我紧紧握住葫芦,那残留的体温仿佛能透入掌心。忽然,我想起一事,急忙俯身,从刚收拢的法器堆中,精准地挑出一个贴著特殊封禁符籙、周身散发著阴寒气息的太极鏤空法器。
“爸,这个!”我將法器递过去,语气带著不容耽搁的急切,“这是火葬场那个主任歇昌涛,从摄摩霄购买的。他利用职务之便,肆意收集那些无亲无故的孤魂野鬼,企图贩卖牟利,被我们中途截下。您带回去后,无论如何,要把拘禁在里面的魂魄,妥善超度,让他们得以往生,別再受这无妄的禁錮之苦。”
父亲接过法器,指尖在其冰冷的外壳上轻轻拂过,仿佛能感受到內里无数冤魂无声的哀泣与挣扎。他郑重点头,目光沉静,声音沉稳:“放心,超度亡灵,让亡魂安息,是积德之事,也是分內之责。这些苦命魂魄,我必会为他们建一场法事,送他们踏上归途,回归地府正道轮迴。”
他的话语平淡,却含著千钧的承诺,让我心头一暖,悬著的心也稍稍安定。
就在这时,院外传来了汽车引擎由远及近、最终悄然熄灭的声音。一道雪亮的车灯利刃般劈开浓稠的夜色,透过门缝,短暂地照亮了室內每一张凝重的面孔。

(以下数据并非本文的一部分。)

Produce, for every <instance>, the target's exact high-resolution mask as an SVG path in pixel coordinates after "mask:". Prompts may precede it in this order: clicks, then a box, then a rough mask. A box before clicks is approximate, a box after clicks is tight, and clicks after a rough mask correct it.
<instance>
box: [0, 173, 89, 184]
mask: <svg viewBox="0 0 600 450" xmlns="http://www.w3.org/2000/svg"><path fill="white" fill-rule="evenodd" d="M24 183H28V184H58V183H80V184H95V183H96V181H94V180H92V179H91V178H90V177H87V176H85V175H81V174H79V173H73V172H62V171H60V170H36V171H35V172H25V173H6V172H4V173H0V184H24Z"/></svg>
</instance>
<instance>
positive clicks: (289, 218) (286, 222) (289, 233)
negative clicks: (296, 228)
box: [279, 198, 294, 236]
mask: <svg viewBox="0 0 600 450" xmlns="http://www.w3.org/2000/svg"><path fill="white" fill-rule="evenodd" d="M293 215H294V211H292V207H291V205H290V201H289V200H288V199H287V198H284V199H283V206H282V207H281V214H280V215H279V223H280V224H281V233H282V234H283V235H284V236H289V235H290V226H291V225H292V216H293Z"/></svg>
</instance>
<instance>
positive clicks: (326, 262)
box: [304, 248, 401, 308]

胜伯眼中精光一闪,对我们点头低声说:“接应的人到了,准备动身。”
没有更多言语,行动迅速而无声地展开。我拉开院门,一辆看似普通的厢式货车静静等待在门外阴影里,但车窗经过深色处理透著隱秘。父亲和胜伯合力,將依旧被禁錮意识昏沉的威尔逊·梅辛杰与伊修斯·布莱德一一架起,拖向车厢。宋文湛也深吸一口气,仿佛要將所有恐惧吐出,主动扛起一个个沉重的证据箱,步履坚定地搬上车厢。